Total joint replacement (TJR) is one of the most commonly performed, elective surgical procedures in the United States, and the volume of primary and revision TJR procedures has risen continuously in recent decades. According to PubMed.gov, hip replacements are projected to grow 71% by 2030 and total knee replacements are projected to grow 85%, by 2030.
Joint replacement or other surgeries are sometimes considered the “treatment of last resort” for people with osteoarthritis. Doctors frequently tell patients to wait as long as possible before joint replacement, but to get the best results, it should also not be delayed too long. How do you know when it’s time to seek joint replacement surgery?
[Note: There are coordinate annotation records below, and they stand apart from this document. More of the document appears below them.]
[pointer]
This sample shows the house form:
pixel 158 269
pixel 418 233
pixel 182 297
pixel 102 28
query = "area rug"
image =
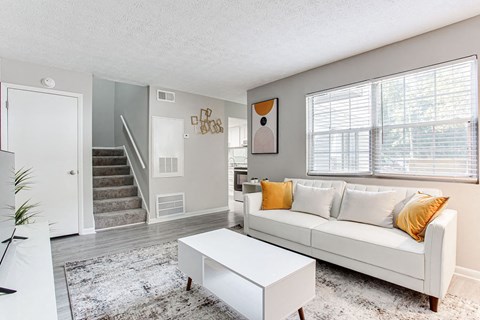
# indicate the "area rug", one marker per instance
pixel 146 284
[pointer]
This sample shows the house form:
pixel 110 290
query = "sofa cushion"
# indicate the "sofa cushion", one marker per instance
pixel 317 201
pixel 403 195
pixel 391 249
pixel 374 208
pixel 286 224
pixel 337 185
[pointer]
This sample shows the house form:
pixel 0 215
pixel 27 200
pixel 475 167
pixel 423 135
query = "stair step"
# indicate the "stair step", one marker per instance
pixel 119 218
pixel 114 192
pixel 111 170
pixel 112 181
pixel 107 152
pixel 117 204
pixel 109 160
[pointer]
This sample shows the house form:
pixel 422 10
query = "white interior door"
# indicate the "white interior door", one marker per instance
pixel 42 132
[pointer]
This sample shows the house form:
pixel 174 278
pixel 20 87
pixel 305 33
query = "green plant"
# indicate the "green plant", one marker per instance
pixel 24 213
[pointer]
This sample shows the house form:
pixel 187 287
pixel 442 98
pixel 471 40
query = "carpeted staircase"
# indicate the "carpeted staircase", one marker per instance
pixel 115 198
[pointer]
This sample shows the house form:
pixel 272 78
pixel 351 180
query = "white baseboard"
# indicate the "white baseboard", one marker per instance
pixel 467 273
pixel 188 214
pixel 86 231
pixel 122 226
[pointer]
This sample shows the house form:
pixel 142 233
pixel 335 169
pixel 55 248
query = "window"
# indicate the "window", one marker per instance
pixel 419 124
pixel 340 128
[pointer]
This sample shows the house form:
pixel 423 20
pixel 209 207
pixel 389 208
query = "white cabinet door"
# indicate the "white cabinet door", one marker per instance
pixel 42 132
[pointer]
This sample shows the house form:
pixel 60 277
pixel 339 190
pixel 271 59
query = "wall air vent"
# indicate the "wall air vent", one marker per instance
pixel 168 165
pixel 165 96
pixel 168 204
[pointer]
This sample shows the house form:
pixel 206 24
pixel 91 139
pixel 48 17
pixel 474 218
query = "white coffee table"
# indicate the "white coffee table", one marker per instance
pixel 257 279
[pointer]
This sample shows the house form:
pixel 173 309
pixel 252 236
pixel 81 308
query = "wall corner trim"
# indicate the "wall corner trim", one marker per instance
pixel 189 214
pixel 467 273
pixel 86 231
If you’ve unsuccessfully attempted conservative treatment or if damage to the cartilage or bone is beyond repair, remember that joint replacement is proven to be safe and highly effective in the right patient. Dr. Janke says this is still often your best option. Newer techniques in the hip and knee can give patients excellent pain relief and improved function.
Talk with your doctor about the best options and long-term strategies for you and understand what’s available for your specific problem. Preserving your joints and your activities and lifestyle is the basis for a partnership that is best for you.